Excessive golfing dwarfs the intellect. Nor is this to be wondered at when you consider that the more fatuously vacant the mind is, the better for play. It has been observed that absolute idiots play the steadiest.
There is only one categorical imperative in golf, and that is to hit the ball. There are no minor absolutes.
When a putter is waiting his turn to hole out a putt of one or two feet in length, on which the match hangs at the last hole, it is of vital importance that he think of nothing. At this supreme moment he ought to fill his mind with vacancy. He must not even allow himself the consolation of religion.
"The caddie will only drink the more if overpaid," you say. Indeed! and to what good purpose do you apply the money you grudge to the poor? Is there something nobler in your gout and dyspepsia than in my caddie's red nose?
There is no shape nor size of body, no awkwardness nor ungainliness, which puts good golf beyond reach. There are good golfers with spectacles, with one eye, with one leg, even with one arm. In golf, while there is life there is hope.
The grounds on which golf is played are called links, being the barren sandy soil from which the sea has retired in recent geological times. In their natural state links are covered with long, rank bent grass and gorse. Links are too barren for cultivation: but sheep, rabbits, geese and professionals pick up a precarious livelihood on them.
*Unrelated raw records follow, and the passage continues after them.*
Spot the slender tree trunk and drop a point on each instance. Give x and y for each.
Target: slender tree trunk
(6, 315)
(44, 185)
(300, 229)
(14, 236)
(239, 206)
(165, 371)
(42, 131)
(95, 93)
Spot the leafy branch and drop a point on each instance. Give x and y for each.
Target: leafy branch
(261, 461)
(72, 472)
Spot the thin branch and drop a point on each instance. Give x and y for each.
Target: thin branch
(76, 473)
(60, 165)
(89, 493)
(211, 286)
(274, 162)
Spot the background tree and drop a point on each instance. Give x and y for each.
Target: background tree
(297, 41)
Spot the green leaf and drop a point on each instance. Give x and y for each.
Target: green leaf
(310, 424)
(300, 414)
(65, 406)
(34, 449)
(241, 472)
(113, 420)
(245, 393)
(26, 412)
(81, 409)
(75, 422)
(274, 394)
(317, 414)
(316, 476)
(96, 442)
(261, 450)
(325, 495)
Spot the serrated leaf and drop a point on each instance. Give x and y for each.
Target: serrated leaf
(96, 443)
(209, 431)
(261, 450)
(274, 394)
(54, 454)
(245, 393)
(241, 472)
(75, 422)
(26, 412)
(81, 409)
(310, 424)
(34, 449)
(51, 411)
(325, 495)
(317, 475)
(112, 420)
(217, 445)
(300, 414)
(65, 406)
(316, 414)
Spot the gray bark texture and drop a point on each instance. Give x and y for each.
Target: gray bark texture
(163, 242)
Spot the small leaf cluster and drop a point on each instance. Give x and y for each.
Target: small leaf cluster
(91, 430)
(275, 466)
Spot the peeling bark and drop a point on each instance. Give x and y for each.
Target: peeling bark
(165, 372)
The poetic temperament is the worst for golf. It dreams of brilliant drives, iron shots laid dead, and long putts holed, while in real golf success waits for him who takes care of the foozles and leaves the fine shots to take care of themselves.
The player may experiment about with his swing, his grip, his stance. It is only when he begins asking his caddie's advice that he is getting on dangerous ground.
When five up express, as is polite, regret at laying a stymie, but rejoice in your heart.